Search code examples
bashshellpipedividefastq

Divide output of wc-l by 4 in a for loop in bash?


I'm trying to write a for loop that unzips fastq.gz files that contain R1 in the file name, determines # of lines in each file, and divides # of lines by 4. Ideally I could also write this into a txt file with two columns (file name and # of lines/4).

This loop unzips R1 fastq files and deterimnes # of lines in each file but does not divide by 4 (or save output into a txt file).

for i in $(ls ./*R1*);
do
gzcat ./$i | wc -l
done;

Other posts on here suggest using bc to divide in bash, but I haven't been able to integrate this into a loop.


Solution

  • You never use for i in $(ls anything), see Bash Pitfalls #1. Your loop will fail for filenames with spaces or any other special characters.

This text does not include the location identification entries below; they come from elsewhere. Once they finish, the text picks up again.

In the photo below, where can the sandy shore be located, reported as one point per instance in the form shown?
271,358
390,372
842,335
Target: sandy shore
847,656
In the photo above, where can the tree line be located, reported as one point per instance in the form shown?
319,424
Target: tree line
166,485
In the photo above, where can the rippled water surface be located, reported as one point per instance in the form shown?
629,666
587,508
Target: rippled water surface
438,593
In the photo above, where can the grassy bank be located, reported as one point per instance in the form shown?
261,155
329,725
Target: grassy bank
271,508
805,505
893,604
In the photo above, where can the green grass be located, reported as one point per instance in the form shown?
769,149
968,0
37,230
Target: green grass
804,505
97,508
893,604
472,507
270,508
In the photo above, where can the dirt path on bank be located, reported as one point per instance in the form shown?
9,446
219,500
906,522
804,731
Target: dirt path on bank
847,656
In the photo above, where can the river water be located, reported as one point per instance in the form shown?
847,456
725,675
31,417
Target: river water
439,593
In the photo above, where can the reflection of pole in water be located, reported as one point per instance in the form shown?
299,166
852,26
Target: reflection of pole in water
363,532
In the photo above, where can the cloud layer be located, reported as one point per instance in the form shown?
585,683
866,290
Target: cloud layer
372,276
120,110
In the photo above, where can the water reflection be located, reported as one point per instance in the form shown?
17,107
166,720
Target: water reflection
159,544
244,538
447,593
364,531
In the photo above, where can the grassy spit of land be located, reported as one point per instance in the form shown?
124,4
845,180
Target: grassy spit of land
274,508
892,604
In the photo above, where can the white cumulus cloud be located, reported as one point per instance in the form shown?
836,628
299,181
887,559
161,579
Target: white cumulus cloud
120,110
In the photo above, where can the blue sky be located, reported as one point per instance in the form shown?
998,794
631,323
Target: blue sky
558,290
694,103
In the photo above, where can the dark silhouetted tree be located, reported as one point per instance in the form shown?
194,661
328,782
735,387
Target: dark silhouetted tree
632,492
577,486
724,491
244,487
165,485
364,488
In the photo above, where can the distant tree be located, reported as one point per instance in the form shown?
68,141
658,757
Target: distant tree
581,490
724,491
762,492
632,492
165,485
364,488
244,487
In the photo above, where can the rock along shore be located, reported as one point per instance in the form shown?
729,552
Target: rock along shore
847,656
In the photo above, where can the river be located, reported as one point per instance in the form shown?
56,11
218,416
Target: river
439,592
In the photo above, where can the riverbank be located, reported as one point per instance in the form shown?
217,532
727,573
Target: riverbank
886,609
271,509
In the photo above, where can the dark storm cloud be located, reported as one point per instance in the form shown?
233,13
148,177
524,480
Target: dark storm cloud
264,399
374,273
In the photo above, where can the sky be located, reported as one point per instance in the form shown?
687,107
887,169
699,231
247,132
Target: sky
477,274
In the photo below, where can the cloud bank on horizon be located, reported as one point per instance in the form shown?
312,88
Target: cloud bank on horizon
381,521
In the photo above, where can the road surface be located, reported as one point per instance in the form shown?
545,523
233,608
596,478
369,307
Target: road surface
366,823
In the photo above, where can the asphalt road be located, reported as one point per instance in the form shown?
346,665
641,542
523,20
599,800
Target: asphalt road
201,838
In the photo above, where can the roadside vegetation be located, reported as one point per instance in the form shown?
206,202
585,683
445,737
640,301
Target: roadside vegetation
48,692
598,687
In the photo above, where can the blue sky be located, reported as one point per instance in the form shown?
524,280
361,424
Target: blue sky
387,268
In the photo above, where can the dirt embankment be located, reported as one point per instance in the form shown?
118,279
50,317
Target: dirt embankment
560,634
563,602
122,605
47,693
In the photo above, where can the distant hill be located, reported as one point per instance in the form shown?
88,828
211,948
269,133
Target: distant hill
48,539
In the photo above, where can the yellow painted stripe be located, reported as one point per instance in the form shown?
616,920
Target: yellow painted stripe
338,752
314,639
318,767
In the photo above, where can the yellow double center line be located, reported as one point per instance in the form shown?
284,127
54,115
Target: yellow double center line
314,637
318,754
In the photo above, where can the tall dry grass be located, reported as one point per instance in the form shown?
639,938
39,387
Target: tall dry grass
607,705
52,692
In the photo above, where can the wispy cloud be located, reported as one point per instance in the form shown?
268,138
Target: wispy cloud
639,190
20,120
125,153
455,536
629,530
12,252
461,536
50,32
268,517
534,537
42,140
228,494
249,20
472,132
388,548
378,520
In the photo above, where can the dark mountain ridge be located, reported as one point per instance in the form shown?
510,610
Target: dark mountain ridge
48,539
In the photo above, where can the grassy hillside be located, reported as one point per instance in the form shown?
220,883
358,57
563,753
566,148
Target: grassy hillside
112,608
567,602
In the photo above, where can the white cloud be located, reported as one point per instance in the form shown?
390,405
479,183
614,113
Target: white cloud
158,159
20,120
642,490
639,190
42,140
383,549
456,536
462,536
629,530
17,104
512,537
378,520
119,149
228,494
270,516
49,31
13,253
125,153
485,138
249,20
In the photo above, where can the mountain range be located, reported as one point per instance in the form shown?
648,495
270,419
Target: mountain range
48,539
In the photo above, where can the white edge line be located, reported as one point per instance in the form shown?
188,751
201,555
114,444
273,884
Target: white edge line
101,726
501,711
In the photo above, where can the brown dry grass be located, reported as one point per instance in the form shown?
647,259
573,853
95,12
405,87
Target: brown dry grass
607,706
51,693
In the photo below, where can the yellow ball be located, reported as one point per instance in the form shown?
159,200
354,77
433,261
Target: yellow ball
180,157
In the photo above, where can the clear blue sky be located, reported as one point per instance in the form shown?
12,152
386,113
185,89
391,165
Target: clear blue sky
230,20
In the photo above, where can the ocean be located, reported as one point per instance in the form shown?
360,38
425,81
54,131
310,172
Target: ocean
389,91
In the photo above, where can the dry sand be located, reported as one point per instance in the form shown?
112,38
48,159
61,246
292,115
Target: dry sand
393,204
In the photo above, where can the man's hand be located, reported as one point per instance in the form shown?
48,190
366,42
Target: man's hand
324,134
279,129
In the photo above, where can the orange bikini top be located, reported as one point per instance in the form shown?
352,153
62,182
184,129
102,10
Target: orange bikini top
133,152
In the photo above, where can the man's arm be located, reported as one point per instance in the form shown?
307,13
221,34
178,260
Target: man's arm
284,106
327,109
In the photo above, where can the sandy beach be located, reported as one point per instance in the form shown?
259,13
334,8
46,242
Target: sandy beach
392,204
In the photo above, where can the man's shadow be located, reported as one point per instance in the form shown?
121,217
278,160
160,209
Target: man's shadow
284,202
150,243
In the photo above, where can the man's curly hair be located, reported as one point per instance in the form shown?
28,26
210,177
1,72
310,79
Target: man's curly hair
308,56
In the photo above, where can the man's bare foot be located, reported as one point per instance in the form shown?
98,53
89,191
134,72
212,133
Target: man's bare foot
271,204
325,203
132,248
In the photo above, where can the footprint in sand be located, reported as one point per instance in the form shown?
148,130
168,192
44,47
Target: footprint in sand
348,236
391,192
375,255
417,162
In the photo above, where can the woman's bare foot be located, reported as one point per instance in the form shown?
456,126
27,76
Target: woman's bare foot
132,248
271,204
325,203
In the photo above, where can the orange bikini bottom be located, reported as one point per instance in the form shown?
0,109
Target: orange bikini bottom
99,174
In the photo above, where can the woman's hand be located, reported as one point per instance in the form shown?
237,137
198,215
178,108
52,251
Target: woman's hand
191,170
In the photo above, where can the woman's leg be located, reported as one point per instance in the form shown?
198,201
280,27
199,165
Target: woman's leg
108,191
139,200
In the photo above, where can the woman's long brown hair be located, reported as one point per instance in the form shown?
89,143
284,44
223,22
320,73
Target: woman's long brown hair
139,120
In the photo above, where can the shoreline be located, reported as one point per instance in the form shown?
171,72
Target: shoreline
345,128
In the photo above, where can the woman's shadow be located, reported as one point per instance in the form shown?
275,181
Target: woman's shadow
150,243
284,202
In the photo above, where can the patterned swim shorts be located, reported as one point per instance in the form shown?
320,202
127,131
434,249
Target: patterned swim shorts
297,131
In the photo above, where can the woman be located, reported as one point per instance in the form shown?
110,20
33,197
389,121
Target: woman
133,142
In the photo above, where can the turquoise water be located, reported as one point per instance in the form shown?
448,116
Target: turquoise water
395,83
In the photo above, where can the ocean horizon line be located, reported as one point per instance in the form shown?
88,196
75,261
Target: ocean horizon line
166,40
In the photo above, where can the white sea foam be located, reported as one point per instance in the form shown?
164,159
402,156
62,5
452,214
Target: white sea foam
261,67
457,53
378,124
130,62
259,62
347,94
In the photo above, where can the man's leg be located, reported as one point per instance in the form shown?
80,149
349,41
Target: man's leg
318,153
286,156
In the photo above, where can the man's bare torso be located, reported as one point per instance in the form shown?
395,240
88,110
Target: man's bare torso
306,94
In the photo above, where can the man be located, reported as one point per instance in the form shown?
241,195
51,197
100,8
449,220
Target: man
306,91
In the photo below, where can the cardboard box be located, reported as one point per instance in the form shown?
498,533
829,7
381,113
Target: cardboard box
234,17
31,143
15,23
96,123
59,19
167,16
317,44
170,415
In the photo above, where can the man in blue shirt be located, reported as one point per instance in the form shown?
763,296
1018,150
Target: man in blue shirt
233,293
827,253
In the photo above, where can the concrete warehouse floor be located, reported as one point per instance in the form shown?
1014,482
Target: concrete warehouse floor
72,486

For most circumstances, you simply iterate over the files with for i in path/*; do ..., but understand that can fail if the filenames contain the '\n' character as part of the name. The optimal for handling all filenames is to use find as while read -r name; do ... done < <(find path -type f -name "*.gz") (note process substitution, < <(...) is a bash only construct, pipe to the loop if using POSIX shell)

    Next, to write the name and number of lines / 4 to a new file, wrap your entire loop in a new scope between { .... } and simply redirect all output at once to the new file.

    You should also add validations to check if the file is a directory ending in gz and skip any found, as well as skipping any empty file (zero file size)

    If you it altogether, you could do something like:

    {
    for i in R1/*.gz; do
      [ -d "$i" ] && continue                 ## skip any directories
      [ -s "$1" ] && continue                 ## skip empty files
      nlines=$(gzcat "$i" | wc -l)            ## get number of lines
      printf "%s\t%s\n" "$i" $((nlines / 4))  ## output name, nlines / 4
    done
    } > newfile         ## redirect all output to newfile
    

    (output is written with a tab character "\t" separating the name and number / 4 -- adjust as desired)

    Look things over and let me know if you have any questions.